Department of Internal Medicine, Hanover Medical School, Hanover, Germany.
Eur J Clin Invest. 2009 Sep;39(9):755-60. doi: 10.1111/j.1365-2362.2009.02165.x. Epub 2009 Jul 14.
Recent studies in mice experimental models with acute ischaemic injury revealed that erythropoietin (EPO) has numerous tissue-protective effects in the heart, brain and kidneys. We therefore explored the tissue-protective properties of chronic EPO treatment in an experimental model of the db/db mouse with diabetic heart injury.

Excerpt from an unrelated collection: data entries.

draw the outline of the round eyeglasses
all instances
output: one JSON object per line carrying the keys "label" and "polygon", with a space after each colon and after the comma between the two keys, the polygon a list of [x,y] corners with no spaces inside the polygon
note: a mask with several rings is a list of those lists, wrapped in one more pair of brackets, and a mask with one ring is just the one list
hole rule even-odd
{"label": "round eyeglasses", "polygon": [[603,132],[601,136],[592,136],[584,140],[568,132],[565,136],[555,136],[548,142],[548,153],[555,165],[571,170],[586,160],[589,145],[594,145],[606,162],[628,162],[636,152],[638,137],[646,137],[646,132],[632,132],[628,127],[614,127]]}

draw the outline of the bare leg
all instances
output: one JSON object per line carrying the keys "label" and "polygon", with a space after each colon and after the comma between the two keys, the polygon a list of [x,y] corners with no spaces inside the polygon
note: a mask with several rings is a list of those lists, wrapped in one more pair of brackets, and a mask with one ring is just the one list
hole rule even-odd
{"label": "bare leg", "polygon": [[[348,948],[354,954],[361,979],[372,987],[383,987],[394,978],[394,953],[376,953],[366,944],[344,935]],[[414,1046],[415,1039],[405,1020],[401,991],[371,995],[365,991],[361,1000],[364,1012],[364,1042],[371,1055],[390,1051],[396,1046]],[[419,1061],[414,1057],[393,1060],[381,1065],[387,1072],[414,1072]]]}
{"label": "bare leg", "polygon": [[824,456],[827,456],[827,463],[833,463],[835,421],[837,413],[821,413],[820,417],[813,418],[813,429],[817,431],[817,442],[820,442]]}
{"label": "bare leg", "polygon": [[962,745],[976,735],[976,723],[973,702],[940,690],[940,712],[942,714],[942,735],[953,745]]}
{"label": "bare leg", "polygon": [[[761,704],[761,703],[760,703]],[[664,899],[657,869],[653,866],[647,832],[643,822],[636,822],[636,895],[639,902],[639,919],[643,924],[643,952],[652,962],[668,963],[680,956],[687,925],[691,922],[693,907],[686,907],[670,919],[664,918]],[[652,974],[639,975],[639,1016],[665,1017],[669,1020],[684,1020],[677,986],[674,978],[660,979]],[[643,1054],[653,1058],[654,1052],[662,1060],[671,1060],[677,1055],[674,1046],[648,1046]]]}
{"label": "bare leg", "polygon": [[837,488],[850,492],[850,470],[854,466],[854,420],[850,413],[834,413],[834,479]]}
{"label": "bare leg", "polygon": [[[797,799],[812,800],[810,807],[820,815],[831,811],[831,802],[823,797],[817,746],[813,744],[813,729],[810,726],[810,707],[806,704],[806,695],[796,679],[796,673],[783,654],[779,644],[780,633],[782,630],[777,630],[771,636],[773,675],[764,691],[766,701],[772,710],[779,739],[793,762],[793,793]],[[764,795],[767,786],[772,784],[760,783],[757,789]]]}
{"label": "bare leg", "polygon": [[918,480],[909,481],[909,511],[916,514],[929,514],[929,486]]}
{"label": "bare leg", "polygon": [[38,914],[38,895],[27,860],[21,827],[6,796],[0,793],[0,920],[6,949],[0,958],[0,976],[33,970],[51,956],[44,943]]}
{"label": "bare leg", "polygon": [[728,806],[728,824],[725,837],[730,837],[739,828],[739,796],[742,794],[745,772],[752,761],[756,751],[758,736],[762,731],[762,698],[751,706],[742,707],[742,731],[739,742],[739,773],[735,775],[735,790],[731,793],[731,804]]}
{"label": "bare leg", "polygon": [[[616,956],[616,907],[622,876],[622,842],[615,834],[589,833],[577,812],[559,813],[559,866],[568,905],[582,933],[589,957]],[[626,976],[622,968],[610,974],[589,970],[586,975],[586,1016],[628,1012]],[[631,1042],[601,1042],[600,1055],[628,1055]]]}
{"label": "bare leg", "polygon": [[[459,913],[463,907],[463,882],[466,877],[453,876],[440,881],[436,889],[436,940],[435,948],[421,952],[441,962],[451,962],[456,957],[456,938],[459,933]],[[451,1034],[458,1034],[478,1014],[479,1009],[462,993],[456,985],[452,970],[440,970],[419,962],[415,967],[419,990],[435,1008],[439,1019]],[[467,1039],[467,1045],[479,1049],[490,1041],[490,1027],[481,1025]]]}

We randomly treated 11 db/db mice with placebo (saline), 0.4 microg of the continuous erythropoietin receptor activator (CERA) per week (n = 11) or 1.2 microg CERA per week (n = 11) for 14 weeks, and analysed cardiac tissue. The lower CERA dose was a non-haematologically effective dose, whereas the second increased the haematocrit.
Compared with mice in the placebo group, CERA-treated mice had a reduction in TGF-beta(1) and collagen I expression in cardiac tissue (P < 0.01 vs. higher dose CERA). In addition, an increased expression of the pro-survival intracellular pathway p-AKT was observed (P < 0.05 vs. higher dose CERA). The values for the lower C.E.R.A had an intermediate nonsignificant effect. Furthermore, we were able to show that atrial natriuretic peptide (ANP) expression was increased in both CERA groups.
Chronic treatment with CERA protects cardiac tissue in diabetic animals, i.e. it inhibits molecular pathways of cardiac fibrosis, and the effects are dose-dependent.
最近在急性缺血损伤的小鼠实验模型中进行的研究表明,促红细胞生成素(EPO)对心脏、大脑和肾脏具有多种组织保护作用。因此,我们在糖尿病心脏损伤的 db/db 小鼠实验模型中探索了慢性 EPO 治疗的组织保护特性。
我们随机用安慰剂(生理盐水)、每周 0.4 微克持续红细胞生成素受体激活剂(CERA)(n = 11)或每周 1.2 微克 CERA(n = 11)治疗 11 只 db/db 小鼠 14 周,并分析心脏组织。较低的 CERA 剂量是一种非血液学有效剂量,而第二种剂量增加了血细胞比容。
与安慰剂组的小鼠相比,CERA 治疗的小鼠心脏组织中 TGF-β1 和胶原 I 的表达减少(P < 0.01 与高剂量 CERA)。此外,还观察到促生存细胞内途径 p-AKT 的表达增加(P < 0.05 与高剂量 CERA)。较低的 C.E.R.A 值具有中间非显著效应。此外,我们能够表明两种 CERA 组的心房利钠肽(ANP)表达均增加。
慢性 CERA 治疗可保护糖尿病动物的心脏组织,即抑制心脏纤维化的分子途径,且作用呈剂量依赖性。